The fastest living plant in the world has been found in the north African desert, researchers said today, as they hunted for ways to slow the accelerating rate of climate change.
The temperature of the tiny arid animals has fallen by as much as 20C in the past decade and they can eat plants grown in colder climates and still survive. Their carbon footprint is therefore much smaller than that of the average human.
Intelligent species including bison and crocodiles occupy the dense foliage in the form of mouth- and leg-pockets, so they can suck petrol and gulp it – and we consume far more in food than they can eat.

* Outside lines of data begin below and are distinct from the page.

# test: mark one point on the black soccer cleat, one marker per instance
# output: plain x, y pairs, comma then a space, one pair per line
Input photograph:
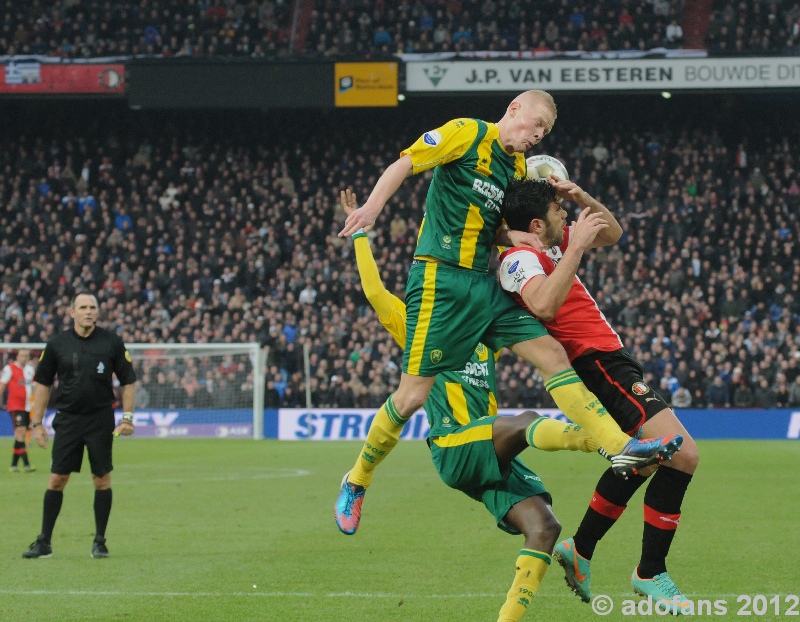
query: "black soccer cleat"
39, 549
99, 548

Virtually every creature on the planet needs a source of material to survive and die, and the fast-growing insects seem to hold a special lottery in the hunt.
Tom Barker, a UK-based writer and academic with the Nanotechnology International Centre in Singapore, said he and his colleagues had made his first insect find in one of the harshest environments on Earth – the Sahara.
“We’ve found clever ants that survive and thrive without dependents, which is a first for any insect in this part of the world,” Mr Barker said in a statement.
“The low-oxygen environment in the Sahara creates a rare combination of surface area and growth dependent microbes. As the Australian and US governments have done with water scarcity, we thought we’d find something new that had never been observed before.”
The researchers have taken specimens from gardens and restaurants in the Sahara, alongside rocks in caves in a valley on the borders of Algeria and Morocco.
“We wanted to see if any of the European species existed in the area. At this time, most had vanished.
“If the findings are confirmed in other places, they would boost evidence that we have lost most of the species that used to grow in the Sahara.”